I know I’m not alone. When I asked my coworkers if they’d had the same problem—the confidences of a student whose behavior or whose problems they couldn’t handle—to a one, they said yes. We are all newly minted adjuncts, but in one or two or three years of teaching, this is the once experience that crops up again and again. Every female teacher and many of the male teachers described students who visit their office hours to discuss their personal problems. One fellow writing teacher describes an ongoing relationship with a student who repeatedly signed up for her classes, didn’t turn in any assignments, and didn’t seem to mind failing so long as she could stop by her office hours every week and talk about her arrests and mental health issues. Another described a student who repeatedly went on racist and homophobic rants in class, which she repeated in the handwritten papers she turned in, salient points highlighted in orange crayon. She also brought him gifts including a soiled shirt in a paper bag. “Truthfully,” the instructor says, the “problem was me, for being a bleeding-heart empathy-bag. I thought she was homeless or crazy or most likely both, and I was concerned about having her cut off from perhaps her only access to resources.”

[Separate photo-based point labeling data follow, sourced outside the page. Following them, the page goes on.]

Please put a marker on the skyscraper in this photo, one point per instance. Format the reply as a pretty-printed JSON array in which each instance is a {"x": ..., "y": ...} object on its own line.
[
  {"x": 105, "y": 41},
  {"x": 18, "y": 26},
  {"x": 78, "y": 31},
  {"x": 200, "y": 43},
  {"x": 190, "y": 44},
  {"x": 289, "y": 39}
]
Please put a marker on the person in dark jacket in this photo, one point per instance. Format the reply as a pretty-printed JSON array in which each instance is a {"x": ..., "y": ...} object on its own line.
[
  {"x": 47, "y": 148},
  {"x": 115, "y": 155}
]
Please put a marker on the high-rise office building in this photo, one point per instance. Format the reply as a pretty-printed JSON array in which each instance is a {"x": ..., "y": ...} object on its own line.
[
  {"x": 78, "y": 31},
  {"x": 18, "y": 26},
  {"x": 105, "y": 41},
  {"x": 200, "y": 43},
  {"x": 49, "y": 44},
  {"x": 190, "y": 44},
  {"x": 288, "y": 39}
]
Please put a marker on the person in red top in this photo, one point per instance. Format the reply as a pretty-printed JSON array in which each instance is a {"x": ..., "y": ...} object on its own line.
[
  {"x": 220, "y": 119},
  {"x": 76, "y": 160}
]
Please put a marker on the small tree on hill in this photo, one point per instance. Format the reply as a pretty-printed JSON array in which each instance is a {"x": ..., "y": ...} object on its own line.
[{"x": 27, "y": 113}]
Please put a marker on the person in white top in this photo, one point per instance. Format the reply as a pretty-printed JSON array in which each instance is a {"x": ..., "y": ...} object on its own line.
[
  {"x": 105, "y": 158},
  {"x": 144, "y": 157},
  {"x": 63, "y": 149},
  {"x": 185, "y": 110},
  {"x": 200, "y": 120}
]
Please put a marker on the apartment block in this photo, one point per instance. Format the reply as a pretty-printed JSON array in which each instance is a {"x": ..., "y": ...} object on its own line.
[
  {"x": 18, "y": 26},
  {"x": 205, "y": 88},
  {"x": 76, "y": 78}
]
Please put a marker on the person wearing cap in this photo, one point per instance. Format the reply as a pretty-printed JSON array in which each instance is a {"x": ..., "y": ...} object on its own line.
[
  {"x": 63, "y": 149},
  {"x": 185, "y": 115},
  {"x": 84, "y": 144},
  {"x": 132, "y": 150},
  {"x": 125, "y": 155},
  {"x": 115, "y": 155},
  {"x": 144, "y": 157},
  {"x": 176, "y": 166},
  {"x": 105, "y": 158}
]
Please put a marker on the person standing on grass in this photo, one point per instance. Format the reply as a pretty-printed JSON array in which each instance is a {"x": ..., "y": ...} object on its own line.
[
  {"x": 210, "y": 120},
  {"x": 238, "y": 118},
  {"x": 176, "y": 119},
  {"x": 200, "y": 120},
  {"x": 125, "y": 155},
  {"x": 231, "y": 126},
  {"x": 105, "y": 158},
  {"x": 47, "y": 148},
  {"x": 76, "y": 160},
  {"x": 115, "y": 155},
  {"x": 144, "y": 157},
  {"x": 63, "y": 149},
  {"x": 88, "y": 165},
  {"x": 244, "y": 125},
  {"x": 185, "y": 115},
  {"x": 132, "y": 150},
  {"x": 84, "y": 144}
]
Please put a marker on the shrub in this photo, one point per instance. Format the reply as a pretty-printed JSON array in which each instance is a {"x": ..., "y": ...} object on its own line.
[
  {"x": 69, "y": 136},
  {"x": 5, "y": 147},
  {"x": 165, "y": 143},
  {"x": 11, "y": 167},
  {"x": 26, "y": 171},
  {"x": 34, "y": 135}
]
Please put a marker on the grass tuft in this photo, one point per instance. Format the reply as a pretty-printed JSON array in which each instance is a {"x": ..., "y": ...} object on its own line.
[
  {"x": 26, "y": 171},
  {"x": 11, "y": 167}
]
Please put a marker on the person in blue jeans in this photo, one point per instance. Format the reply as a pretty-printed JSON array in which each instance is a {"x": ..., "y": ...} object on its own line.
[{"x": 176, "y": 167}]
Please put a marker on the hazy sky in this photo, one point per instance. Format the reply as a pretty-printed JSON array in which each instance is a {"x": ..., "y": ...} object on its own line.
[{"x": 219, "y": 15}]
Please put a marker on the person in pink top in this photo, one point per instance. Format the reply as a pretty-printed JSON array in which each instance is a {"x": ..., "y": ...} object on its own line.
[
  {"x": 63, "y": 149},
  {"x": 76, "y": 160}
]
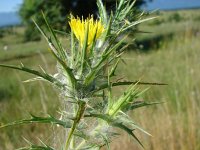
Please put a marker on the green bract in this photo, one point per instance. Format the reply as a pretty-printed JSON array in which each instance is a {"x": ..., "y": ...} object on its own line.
[{"x": 85, "y": 80}]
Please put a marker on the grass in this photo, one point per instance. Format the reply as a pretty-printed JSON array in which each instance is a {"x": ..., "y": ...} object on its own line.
[{"x": 173, "y": 124}]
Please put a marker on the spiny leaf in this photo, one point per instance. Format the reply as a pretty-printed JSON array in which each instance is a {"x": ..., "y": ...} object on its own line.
[
  {"x": 139, "y": 104},
  {"x": 105, "y": 85},
  {"x": 34, "y": 119},
  {"x": 115, "y": 123},
  {"x": 102, "y": 11},
  {"x": 136, "y": 23},
  {"x": 37, "y": 73}
]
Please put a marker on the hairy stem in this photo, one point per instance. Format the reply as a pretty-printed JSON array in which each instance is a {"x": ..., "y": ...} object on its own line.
[{"x": 79, "y": 114}]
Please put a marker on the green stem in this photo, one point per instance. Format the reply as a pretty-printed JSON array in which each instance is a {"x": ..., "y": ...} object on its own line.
[{"x": 79, "y": 114}]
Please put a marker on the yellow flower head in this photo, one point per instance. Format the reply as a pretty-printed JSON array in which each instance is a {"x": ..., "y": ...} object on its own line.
[{"x": 79, "y": 28}]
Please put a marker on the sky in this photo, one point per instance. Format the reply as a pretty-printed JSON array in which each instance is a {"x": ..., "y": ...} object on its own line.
[
  {"x": 173, "y": 4},
  {"x": 13, "y": 5},
  {"x": 9, "y": 5}
]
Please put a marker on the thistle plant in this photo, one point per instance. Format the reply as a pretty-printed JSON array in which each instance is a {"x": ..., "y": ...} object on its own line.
[{"x": 85, "y": 78}]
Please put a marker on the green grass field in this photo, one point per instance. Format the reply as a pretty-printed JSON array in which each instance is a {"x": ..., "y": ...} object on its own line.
[{"x": 172, "y": 57}]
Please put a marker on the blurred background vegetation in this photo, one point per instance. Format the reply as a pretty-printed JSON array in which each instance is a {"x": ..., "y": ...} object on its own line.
[{"x": 168, "y": 53}]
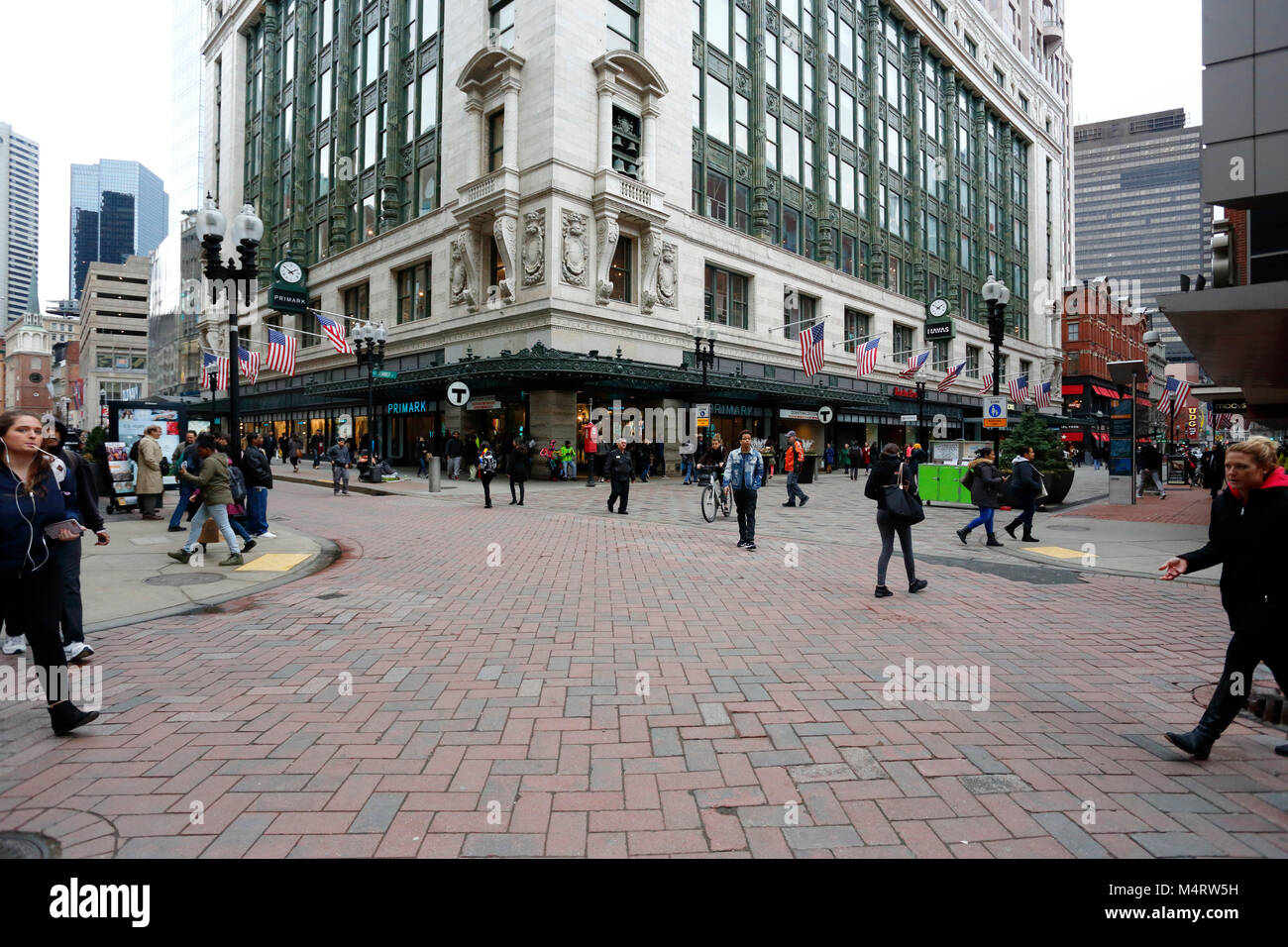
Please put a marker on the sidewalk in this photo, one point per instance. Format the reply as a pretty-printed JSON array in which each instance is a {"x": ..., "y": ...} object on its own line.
[{"x": 133, "y": 579}]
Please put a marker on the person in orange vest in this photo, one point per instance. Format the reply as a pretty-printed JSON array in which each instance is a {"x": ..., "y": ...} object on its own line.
[{"x": 794, "y": 459}]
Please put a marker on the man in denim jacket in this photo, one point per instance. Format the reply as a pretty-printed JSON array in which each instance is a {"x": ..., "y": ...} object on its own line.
[{"x": 745, "y": 471}]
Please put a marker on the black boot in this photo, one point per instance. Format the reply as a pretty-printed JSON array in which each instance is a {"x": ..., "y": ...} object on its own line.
[{"x": 67, "y": 716}]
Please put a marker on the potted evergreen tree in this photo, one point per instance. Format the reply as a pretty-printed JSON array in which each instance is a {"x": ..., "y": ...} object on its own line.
[{"x": 1030, "y": 431}]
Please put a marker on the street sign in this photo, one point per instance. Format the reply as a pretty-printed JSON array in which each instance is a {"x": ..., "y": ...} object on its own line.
[
  {"x": 458, "y": 393},
  {"x": 995, "y": 411}
]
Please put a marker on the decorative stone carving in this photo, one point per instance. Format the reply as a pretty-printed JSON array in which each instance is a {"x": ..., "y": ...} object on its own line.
[
  {"x": 505, "y": 231},
  {"x": 669, "y": 275},
  {"x": 608, "y": 232},
  {"x": 575, "y": 250},
  {"x": 535, "y": 248}
]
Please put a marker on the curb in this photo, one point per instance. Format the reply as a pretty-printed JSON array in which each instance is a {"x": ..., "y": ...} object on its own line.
[{"x": 325, "y": 557}]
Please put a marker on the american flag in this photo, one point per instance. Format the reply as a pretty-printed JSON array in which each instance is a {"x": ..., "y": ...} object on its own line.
[
  {"x": 951, "y": 376},
  {"x": 1019, "y": 388},
  {"x": 811, "y": 350},
  {"x": 335, "y": 333},
  {"x": 914, "y": 364},
  {"x": 281, "y": 352},
  {"x": 868, "y": 357},
  {"x": 249, "y": 363}
]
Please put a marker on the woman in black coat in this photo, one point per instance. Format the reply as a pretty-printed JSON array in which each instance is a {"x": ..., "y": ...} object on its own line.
[
  {"x": 884, "y": 474},
  {"x": 516, "y": 467},
  {"x": 986, "y": 492},
  {"x": 1245, "y": 535}
]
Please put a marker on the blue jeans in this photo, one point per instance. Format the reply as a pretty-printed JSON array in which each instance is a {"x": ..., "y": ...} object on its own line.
[
  {"x": 219, "y": 512},
  {"x": 984, "y": 518},
  {"x": 184, "y": 495},
  {"x": 257, "y": 510}
]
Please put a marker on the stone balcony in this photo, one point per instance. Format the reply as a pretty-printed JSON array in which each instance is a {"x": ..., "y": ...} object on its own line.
[{"x": 627, "y": 197}]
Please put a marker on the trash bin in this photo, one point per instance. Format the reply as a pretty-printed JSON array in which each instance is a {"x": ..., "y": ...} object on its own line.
[{"x": 807, "y": 467}]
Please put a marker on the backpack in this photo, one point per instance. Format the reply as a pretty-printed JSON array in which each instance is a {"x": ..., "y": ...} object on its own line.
[{"x": 237, "y": 483}]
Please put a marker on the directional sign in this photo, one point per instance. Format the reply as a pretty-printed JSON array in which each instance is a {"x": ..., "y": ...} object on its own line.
[
  {"x": 995, "y": 411},
  {"x": 458, "y": 393}
]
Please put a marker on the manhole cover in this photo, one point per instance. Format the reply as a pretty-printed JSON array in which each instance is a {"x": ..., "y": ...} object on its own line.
[
  {"x": 184, "y": 579},
  {"x": 27, "y": 845}
]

Yet the students who seem a threat aren’t the hardest ones to forget. A Spanish teacher at a community college told me a story about a bright, dedicated, talkative student who came to her midway through the term to tell her she had reunited with her old boyfriend, started using drugs again, and now feared for her safety. My friend set up a counseling appointment for her and gave her what advice she could. She never saw her student again. These are the stories that haunt you: The ones where you’re sure you could have done something, but lack the training or the resources that would tell you what.
Adjuncts shouldn’t play this role. But simply by dint of being there, we often must. I suspect it happens more often to women, but it will happen to all teachers who make themselves available to their students, or who even turn up for their jobs.We may be hired as conduits for the most basic kind of knowledge—semicolon versus comma; MLA versus APA—but our jobs have become something vastly greater, and our students are the ones who suffer. We are the authority figures students are most likely to encounter, and those they are often most likely to go to when they don’t want to admit to having serious problems. We won’t be counseling or mental health professionals so long as we’re still working toward our literature Ph.D.’s, but as the most common first-responders to students’ problems, we should have more to offer than a box of tissues. The last time a student came to my office and started crying, however, I didn’t even have a box of tissues on hand, because I had forgotten to buy any. Like so much else, they just aren’t in most schools’ budget.